National Post (National Edition)

‘Buy American’ debates seen on horizon

Speculated rider on massive U.S. infrastruc­ture bill

- ALEXANDER PANETTA

WASHINGTON • An early irritant in Canada-U.S. relations in the Trump era could emerge in the massive infrastruc­ture bill proposed by the president-elect, amid speculatio­n in Washington that it might include a Buy American clause excluding foreign suppliers.

Donald Trump spoke passionate­ly during the campaign that his proposed US$1-trillion constructi­on plan would ensure “American steel” got used to build “American” skyscraper­s and bridges, with “American workers” hired to do the jobs.

Lawmakers who would write the bill have started speculatin­g about its contents — with the Democrat running to become his party’s leader in the House of Representa­tives, Tim Ryan, among those urging domestic procuremen­t: “Let’s have Buy American provisions in there, so it’s American-made steel and American-made concrete.”

It would be a repeat of a drawn-out drama seven years ago.

Only this time, the potential financial stakes are higher. Trump hopes to see far higher spending on constructi­on than the amounts in the 2009 stimulus bill signed by President Barack Obama. Another thing running higher now — protection­ist sentiment, in both parties.

A former U.S. cabinet member for trade predicts it: Buy American’s coming back.

“Stay tuned,” Susan Schwab, the former U.S. trade representa­tive under George W. Bush, told a panel at the Cato Institute last week.
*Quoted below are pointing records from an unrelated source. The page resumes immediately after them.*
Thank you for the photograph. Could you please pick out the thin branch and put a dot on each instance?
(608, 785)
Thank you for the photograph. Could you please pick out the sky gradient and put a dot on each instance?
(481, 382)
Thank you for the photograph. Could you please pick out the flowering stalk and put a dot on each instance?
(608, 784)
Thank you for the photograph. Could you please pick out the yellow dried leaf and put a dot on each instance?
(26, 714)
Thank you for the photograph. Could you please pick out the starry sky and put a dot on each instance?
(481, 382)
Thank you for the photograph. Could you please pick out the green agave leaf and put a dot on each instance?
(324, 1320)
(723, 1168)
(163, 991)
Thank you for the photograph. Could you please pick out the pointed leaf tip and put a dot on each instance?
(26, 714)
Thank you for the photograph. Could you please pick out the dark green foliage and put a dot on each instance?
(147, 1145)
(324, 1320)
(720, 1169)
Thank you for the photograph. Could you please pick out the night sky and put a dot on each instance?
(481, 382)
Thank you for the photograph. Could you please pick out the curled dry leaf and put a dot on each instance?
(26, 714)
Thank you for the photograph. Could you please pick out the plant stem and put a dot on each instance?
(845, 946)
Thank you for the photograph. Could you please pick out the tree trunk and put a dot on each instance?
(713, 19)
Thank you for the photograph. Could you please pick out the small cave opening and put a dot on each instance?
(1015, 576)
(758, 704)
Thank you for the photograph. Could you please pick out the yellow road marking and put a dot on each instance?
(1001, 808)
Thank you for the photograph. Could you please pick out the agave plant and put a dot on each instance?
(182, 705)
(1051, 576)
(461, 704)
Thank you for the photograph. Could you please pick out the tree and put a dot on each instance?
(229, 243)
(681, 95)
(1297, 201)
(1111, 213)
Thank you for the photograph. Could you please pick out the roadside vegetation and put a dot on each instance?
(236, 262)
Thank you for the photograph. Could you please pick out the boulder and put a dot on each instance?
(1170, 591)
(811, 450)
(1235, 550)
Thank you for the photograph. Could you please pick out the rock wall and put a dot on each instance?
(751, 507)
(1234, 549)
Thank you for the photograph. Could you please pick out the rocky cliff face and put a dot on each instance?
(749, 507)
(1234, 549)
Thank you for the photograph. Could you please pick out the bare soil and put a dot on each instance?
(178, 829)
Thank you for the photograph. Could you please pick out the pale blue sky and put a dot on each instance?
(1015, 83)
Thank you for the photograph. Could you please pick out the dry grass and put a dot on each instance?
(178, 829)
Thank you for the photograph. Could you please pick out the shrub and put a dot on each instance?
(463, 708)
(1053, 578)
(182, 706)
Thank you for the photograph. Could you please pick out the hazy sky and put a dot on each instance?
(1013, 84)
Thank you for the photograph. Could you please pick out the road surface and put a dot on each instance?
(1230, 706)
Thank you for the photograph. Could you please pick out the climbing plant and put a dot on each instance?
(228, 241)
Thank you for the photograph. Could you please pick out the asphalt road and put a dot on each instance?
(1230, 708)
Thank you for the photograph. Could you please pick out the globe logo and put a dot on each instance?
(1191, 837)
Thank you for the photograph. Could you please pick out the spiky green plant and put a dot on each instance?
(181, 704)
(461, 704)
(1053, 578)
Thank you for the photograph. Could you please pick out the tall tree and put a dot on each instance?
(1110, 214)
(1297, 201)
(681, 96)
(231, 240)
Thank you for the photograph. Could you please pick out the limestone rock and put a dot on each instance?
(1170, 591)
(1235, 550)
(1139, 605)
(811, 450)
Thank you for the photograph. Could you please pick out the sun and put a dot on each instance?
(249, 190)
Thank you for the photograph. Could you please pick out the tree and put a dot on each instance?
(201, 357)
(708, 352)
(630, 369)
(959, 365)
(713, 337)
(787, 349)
“The first thing that’s going to happen (next year), if there’s a major infrastruc­ture bill, is exactly the first thing that happened under the Obama administra­tion. Somebody’s gonna put a Buy America rider on it. Then the decision, for the Congress and the White House, is do you fight that rider?

“That’ll be the first one out of the box. Because that was the first one out of the box last time.”

She was less than flattering in describing the logic of such buy-local rules. Schwab likened it to spending an extra US$900,000 for every steel job saved, instead of spending that money on more roads, bridges, and constructi­on workers.

It’s a long-standing frustratio­n for Canadian companies.

Veso Sobot has several stories about the hassles of dealing with domestic procuremen­t rules. His IPEX Management Inc., based near Toronto, has two dozen plants, six of them in the U.S. It opened new American addresses following a headlinema­king incident in 2009.

An inspector at a California military base noticed some of the company’s pipes marked, “Made In Canada.” He ordered them ripped out of the ground.

That delayed a constructi­on project on the base; the military sought a domestic supplier; it finally determined the military was exempt from Buy American requiremen­ts; the Canadian pipes went back in; and it cost everyone involved some money.

Sobot says that another time his U.S. client sent pipes to Canada for treatment with a special material, then struggled to bring the treated product back into the U.S.

The partner in question:

“You can’t be more American than General Electric! They couldn’t ship their own parts back into the United States,” Sobot says, years later. “It just makes our two economies a little more inefficien­t . ... (It) increases the paperwork quotient, the cost, injures people on both sides of the border.

“Canada is joined at the hip with America . ... We get 95 per cent of our raw materials from the U.S. We have a lot of American suppliers. We have a lot of American customers . ... We share so many things.”